The subprime market serves individuals with questionable or limited credit histories who borrow for houses, cars, and other general purchases. Subprime means "below" prime, a designation for borrowers with normal or credit histories in good standing. Subprime mortgages, subprime auto loans, and subprime credit cards are issued to these individuals with low credit scores at higher interest rates to compensate lenders for additional payment default risk.

Understanding Subprime Market

The subprime market can be a profitable one for lenders as they can demand higher interest rates, and as long as borrowers are able to repay their loans. Subprime lending is also less susceptible to interest rate swings because subprime borrowers usually don't have the option to refinance debt until their credit rating improves. The health of the subprime market is highly dependent on the strength of the overall economy; if people can generally find work and earn a decent wage, they are more likely to repay their debts. Subprime lending can dry up very fast in a weakening economy, as lenders collectively will avoid taking excess credit risks.

History of the Subprime Market

The subprime market originated around the mid-1990s to enable those with low or no credit scores to participate in the "American dream" of buying a house, owning a car, starting a business or sending a child to college. Drawn by fat interest margins, banks and specialized lenders expanded their conventional loan operations to accommodate this growing market. But with greater profitability comes higher payment defaults, as these subprime loans generally go to borrowers on the lower rungs of the economic ladder who experience fluctuations in income.

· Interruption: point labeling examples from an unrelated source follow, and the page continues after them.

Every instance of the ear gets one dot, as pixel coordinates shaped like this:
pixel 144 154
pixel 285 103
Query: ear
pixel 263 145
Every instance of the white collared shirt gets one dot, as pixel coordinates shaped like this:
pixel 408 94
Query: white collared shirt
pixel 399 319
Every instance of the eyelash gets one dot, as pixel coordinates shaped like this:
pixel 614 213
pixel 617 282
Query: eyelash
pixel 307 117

The growth rate of the subprime market topped out in the mid-2000s, particularly in subprime mortgages. When Wall Street got its hands on the billions of subprime mortgages to package up, securitize and sell to the unsuspecting, uncaring or uninformed public, the subprime credit crisis entered an accelerated phase. Rewinding the horror film tape, it can be seen that many others were responsible for the financial and economic disaster that unfolded.

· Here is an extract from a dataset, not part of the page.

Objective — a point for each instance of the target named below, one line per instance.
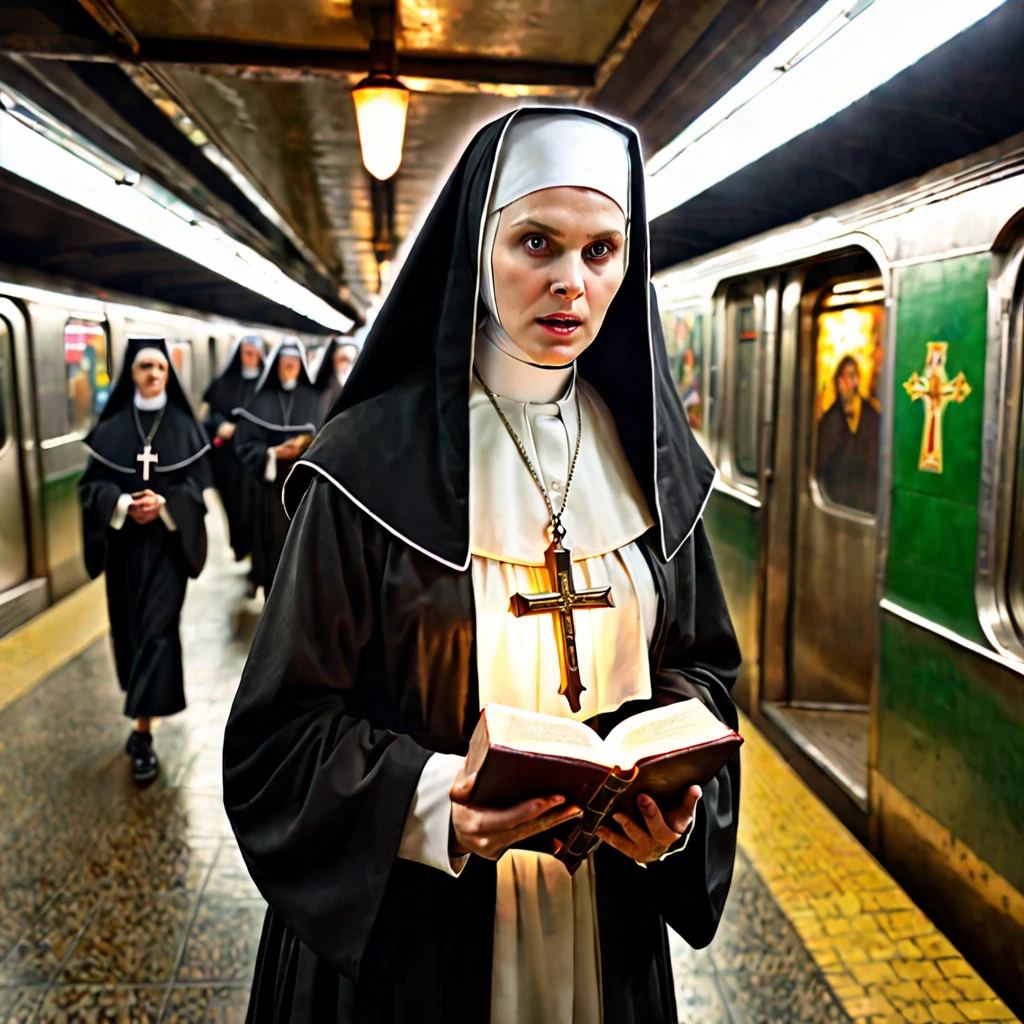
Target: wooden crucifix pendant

Banks with lax or no lending standards eager to collect loan origination fees, regulators at the Federal Reserve Board and SEC asleep at the switch, incompetent credit agencies eager to sign off on securitized offerings to collect rating fees — these were some of the main villains of the financial crisis. One must start, though, with the people who borrowed far beyond their means to buy houses. The subprime market, if properly regulated and reasonably transacted, serves a useful purpose in extending credit to responsible lower income groups. However, human proclivity for acting on greedy impulses must be contained to avoid another damaging crisis. Executives, bankers, and traders on Wall Street, with the assistance of their friends in the highest levels of government, were allowed to dump billions of dollars of losses on U.S. taxpayers and keep their millions of dollars in bonuses. There are lessons from the past abuse of the subprime market, but one should not be surprised if it happens again.